I don’t compile myself.

  • You open your photo with snapshots in your_photo.tiff.arp.
  • Load another arp (with different parameters) this way :
    image
  • In fact, you don’t want to do that for a reason, Ctrl+Z or directly with side panel :
    image
  • You don’t retrieve your snapshots.
  • Now if you close the file, the your_photo.tiff.arp is automatically saved, without the snapshots, of course… So except if you close by crashing ART, you’re screwed, your snapshots are lost forever.

This sounds like a bug. I’ll investigate and let you know.

Regarding your use case of saving snapshots, it’s still unclear to me what you want to achieve exactly. If you can provide more details I can see whether there is actually something missing or whether there is some alternative workflow that can be used.

HTH

Hi,

I just tried, but the snapshots stay there…

what am I doing wrong?

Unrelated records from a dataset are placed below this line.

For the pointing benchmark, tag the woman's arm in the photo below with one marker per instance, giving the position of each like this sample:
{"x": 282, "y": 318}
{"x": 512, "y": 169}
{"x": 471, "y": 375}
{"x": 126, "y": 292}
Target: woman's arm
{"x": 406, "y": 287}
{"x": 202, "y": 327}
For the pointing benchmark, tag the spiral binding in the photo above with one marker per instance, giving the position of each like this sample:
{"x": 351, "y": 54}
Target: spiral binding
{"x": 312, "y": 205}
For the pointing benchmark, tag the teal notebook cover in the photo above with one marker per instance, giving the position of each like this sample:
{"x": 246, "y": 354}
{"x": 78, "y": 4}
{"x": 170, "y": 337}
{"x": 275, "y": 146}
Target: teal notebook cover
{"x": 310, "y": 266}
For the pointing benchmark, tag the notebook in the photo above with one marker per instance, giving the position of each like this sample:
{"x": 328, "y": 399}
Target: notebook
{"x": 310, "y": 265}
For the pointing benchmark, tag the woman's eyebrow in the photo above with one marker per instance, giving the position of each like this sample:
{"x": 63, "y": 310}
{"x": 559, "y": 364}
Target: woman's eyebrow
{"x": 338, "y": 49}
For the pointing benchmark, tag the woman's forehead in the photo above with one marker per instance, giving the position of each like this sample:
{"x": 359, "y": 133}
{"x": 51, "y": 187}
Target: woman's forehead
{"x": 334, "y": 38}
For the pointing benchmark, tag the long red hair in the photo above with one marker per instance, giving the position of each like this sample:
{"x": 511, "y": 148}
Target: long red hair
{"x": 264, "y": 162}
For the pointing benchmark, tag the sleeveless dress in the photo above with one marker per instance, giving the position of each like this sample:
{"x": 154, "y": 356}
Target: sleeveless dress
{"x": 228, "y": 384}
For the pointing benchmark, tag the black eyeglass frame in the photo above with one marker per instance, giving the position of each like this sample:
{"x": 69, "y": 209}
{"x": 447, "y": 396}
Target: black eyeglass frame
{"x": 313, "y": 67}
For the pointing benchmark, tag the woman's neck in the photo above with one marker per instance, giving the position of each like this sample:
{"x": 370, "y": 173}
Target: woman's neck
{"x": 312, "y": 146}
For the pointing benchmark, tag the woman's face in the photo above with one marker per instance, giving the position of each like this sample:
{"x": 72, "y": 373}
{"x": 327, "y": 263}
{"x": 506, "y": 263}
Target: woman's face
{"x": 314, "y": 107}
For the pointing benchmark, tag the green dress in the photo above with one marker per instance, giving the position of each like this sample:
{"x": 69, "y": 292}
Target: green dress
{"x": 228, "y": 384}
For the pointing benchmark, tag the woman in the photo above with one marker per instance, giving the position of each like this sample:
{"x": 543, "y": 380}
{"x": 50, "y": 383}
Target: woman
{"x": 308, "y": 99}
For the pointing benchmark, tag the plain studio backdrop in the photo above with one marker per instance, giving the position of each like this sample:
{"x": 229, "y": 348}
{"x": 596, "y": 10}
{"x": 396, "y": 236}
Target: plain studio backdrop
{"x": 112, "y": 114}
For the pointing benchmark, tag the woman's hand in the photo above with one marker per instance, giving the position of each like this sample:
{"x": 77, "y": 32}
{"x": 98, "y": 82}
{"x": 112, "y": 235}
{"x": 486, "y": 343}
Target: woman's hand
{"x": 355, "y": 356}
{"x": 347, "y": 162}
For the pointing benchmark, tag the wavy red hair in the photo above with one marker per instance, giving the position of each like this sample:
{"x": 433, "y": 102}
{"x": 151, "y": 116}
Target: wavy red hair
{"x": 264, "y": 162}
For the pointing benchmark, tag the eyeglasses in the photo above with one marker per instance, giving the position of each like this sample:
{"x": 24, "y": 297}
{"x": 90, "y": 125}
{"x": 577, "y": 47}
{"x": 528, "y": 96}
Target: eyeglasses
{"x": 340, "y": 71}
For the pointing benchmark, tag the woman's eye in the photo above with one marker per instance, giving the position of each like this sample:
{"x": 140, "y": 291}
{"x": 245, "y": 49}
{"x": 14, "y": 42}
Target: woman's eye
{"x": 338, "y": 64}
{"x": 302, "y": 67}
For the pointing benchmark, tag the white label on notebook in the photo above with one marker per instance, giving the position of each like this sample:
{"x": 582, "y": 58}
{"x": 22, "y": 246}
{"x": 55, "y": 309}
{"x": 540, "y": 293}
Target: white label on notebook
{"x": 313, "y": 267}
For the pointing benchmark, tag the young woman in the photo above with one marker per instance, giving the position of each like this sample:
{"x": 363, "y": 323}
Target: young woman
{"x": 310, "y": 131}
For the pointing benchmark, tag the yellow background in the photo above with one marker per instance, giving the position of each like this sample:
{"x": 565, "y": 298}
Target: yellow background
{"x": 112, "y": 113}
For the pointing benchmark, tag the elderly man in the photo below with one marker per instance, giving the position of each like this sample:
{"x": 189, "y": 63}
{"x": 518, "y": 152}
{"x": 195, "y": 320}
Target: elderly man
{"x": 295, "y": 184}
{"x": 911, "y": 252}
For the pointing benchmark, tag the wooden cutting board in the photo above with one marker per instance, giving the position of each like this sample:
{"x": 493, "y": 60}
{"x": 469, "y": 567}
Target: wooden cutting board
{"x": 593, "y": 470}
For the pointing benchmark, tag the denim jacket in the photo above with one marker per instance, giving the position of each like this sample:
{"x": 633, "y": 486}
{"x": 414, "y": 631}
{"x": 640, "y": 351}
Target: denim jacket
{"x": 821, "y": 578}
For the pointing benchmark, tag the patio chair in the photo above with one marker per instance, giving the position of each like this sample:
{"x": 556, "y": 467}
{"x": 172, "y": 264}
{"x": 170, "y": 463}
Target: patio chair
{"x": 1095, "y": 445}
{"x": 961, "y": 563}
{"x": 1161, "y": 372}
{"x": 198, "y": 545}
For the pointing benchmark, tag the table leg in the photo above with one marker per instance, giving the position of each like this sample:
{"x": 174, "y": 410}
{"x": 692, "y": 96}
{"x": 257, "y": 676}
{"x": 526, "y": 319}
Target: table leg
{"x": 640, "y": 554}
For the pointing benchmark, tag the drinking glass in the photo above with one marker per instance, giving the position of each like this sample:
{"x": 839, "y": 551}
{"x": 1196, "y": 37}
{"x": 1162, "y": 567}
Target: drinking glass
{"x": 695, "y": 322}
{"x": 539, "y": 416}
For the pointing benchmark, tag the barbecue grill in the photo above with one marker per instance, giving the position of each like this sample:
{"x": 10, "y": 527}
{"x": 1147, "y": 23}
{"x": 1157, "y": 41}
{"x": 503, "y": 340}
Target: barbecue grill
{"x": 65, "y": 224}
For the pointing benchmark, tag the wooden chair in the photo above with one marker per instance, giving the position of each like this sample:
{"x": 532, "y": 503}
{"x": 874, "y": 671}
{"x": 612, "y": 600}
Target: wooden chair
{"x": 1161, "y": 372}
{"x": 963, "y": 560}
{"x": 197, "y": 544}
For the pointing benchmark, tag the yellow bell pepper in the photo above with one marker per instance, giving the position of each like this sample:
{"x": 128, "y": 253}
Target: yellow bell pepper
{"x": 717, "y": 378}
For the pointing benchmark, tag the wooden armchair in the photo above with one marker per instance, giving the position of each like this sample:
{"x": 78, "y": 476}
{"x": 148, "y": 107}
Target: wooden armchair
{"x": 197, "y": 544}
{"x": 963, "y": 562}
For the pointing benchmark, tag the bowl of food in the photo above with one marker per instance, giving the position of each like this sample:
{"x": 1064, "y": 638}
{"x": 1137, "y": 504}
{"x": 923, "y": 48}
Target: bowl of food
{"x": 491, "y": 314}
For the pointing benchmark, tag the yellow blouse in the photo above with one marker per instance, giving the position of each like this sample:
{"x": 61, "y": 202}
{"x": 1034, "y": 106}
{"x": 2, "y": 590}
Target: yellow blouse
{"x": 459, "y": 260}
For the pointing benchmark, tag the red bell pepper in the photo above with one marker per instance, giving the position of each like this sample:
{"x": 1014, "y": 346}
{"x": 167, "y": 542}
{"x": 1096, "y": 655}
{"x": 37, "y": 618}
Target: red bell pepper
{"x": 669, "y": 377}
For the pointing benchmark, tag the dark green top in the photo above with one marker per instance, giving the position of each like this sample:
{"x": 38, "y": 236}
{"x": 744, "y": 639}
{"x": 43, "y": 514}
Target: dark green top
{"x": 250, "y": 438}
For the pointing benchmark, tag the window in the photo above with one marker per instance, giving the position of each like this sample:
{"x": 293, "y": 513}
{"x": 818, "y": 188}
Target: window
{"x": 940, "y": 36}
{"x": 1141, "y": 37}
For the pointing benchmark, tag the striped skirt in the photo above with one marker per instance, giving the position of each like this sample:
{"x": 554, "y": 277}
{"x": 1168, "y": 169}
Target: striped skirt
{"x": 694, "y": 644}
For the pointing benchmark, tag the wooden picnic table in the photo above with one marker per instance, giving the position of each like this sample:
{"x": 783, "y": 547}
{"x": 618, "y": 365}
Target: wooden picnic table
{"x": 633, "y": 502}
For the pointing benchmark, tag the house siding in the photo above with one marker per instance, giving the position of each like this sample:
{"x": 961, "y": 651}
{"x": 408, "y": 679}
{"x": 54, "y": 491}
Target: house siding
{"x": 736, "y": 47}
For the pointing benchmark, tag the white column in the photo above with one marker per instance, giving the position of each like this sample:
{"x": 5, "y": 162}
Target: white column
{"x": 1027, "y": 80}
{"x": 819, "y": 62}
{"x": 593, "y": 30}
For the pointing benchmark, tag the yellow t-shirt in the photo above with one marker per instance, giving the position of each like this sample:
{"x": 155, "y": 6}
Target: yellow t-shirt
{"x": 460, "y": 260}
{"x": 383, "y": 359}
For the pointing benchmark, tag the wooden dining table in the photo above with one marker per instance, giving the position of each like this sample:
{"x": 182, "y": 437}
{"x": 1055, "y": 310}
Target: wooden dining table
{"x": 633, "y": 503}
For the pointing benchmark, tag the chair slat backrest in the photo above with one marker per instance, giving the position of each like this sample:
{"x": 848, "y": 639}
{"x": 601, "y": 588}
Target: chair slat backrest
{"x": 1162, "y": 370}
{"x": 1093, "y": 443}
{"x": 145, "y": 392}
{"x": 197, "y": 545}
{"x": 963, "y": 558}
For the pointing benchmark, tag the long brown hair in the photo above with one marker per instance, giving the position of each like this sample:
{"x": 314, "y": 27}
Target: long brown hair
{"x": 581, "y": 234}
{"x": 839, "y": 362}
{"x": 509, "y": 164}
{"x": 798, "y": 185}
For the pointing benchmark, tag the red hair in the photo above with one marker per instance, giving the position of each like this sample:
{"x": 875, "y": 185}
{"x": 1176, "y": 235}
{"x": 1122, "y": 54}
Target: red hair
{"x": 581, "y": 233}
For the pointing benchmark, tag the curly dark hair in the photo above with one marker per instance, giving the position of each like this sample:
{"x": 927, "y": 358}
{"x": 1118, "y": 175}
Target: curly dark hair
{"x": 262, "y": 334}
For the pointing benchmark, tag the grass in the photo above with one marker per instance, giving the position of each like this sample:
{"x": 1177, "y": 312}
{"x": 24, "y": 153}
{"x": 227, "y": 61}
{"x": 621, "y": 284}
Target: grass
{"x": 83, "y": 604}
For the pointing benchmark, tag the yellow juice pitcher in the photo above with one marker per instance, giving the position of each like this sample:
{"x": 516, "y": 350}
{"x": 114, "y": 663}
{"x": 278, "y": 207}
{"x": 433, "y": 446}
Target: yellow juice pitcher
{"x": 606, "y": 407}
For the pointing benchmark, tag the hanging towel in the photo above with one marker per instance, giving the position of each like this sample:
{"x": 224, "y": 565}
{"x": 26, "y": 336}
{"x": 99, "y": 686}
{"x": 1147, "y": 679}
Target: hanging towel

Thanks!

Hello, @agriggio

Working with brush mask I noticed two strange things, I’m not sure are they bugs or not.

  1. When smoothing is used, increasing the size of brush affects smoothing size of all previous strokes as well, and only when I do another stroke (with increased size). Decreasing size - doesn’t affect any strokes, and smoothing remains as if brush size wasn’t decreased. Here is a video:
    2021-08-09_20-10-22.mkv (17.8 MB)

  2. Maybe it’s intended behavior for feathering, but sometimes it lays on the texture in some particular way, and combining it with increased Highlight/Gain results in decreasing contrast in that area. In other words, as I understand, it may lay on darker details of texture and Highlight/Gain is applied to these darker details and as result contrast of area is decreased. Switching to smoothing instead of feathering helps. Is it intended way or maybe there is something wrong happening? Here is a video for it:
    2021-08-09_20-14-14-1-1.mkv (4.4 MB)
    I notice it in different areas of photos and it’s not looking great and makes me to use smoothing instead of feathering.

Thank you.

Hi,

that’s expected. “Smoothing” operates globally on the brush mask, and the actual effect depends on the size of the maximum brush radius used.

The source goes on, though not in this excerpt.